Cette schizophrénie est incarnée par trois magnifiques portraits de femmes au bord de la crise de nerfs (ceci n’est pas un jeu de mots facile, la parenté est évidente avec Pedro Almodóvar pour lequel Moknèche ne cache pas son admiration). Fifi (touchante Nadia Kaci), la pute au cœur gros comme une maison dont la courte vie basculera dans un engrenage terrifiant pour se terminer sur une plage jonchée de détritus ; Papicha l’ex-danseuse dont le rêve est de ressusciter le passé (Biyouna crève l’écran dans ce rôle plein de noblesse et de fêlures intimes) ; et sa fille Goucem (Lubna Azabal, magnifique de justesse et d’émotion à fleur de peau). "Vingt-sept ans, pas vierge, deux avortements. Qui voudra de moi ?", Goucem qui est la personnification d’une Algérie en pleine incertitude. Elle vit en femme libre et ne rêve que de mariage. Incapable de faire un choix entre tradition et transgression, sortant un jour voilée, le lendemain en blouson et pantalon, elle balance entre désespoir et rage de vivre.

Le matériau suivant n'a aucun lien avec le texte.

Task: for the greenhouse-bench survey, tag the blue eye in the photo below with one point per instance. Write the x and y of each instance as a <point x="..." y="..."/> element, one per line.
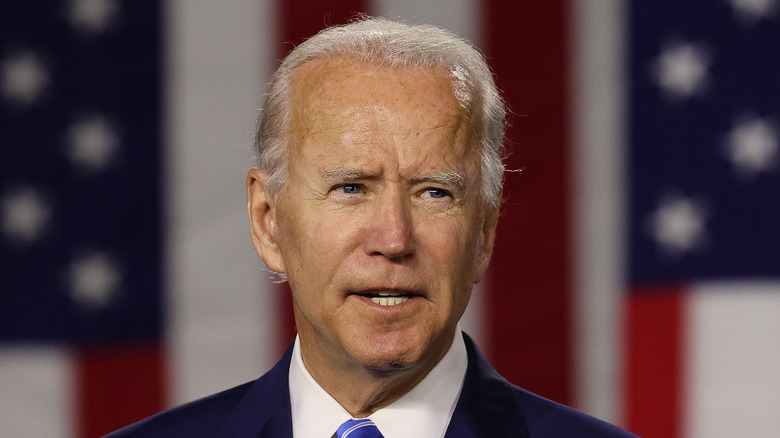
<point x="437" y="193"/>
<point x="351" y="189"/>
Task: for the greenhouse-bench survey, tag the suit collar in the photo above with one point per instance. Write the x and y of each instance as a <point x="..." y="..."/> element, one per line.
<point x="487" y="404"/>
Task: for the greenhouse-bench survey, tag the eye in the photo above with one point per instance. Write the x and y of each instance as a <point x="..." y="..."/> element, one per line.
<point x="351" y="189"/>
<point x="437" y="193"/>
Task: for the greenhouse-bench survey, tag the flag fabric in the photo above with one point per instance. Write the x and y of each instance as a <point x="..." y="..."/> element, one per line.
<point x="704" y="242"/>
<point x="635" y="272"/>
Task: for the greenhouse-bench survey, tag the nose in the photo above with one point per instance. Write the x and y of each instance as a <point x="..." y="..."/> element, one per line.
<point x="390" y="229"/>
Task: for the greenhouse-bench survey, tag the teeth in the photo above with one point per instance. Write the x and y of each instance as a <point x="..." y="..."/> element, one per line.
<point x="386" y="300"/>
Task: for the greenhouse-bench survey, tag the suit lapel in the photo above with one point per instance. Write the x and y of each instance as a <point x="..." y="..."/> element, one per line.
<point x="487" y="406"/>
<point x="264" y="412"/>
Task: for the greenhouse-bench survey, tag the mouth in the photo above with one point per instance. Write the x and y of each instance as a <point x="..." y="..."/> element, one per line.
<point x="385" y="298"/>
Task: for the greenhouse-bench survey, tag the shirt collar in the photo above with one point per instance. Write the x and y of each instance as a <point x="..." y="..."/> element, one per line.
<point x="424" y="411"/>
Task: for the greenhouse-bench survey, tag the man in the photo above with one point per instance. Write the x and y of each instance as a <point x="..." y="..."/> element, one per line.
<point x="376" y="195"/>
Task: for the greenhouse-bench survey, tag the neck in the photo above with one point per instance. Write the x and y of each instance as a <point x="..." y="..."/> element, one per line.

Un peu de drôlerie et beaucoup de tragique se mêlent dans ces trois destins croisés de femmes vulnérables, se battant avec les moyens du bord dans une Alger hivernale et froide, restée belle dans son incroyable décrépitude et son chaos routier. Si le constat d’échec est flagrant, le propos du réalisateur est loin d’être désespéré. Il nous montre avec les yeux du cœur un pays issu de l’oppression de plus d’un siècle de colonialisme et de décennies de régime autoritaire ; un pays neuf, face à ses choix, qui n’a pas encore trouvé son identité mais dont les habitants ont la volonté d’oublier le passé. Ce formidable appétit de vivre traverse et soutient tout le film. C’est grâce à lui que se bâtira l’Algérie de demain, comme le laissent entendre les premières images, peuple grouillant déambulant dans les quartiers populaires de la ville : un peuple en marche, soucieux de se débarrasser des décombres du passé et de briser ses tabous. Pour aller vers quoi ? Seul l’avenir le dira. Souhaitons longue vie créative à Nadir Moknèche pour poursuivre la courageuse et attachante chronique de son pays, continuer à nous dire que la femme est l’avenir de l’homme et à nous faire passer d’aussi belle et intelligente manière de l’autre côté du miroir déformant des idées toutes faites.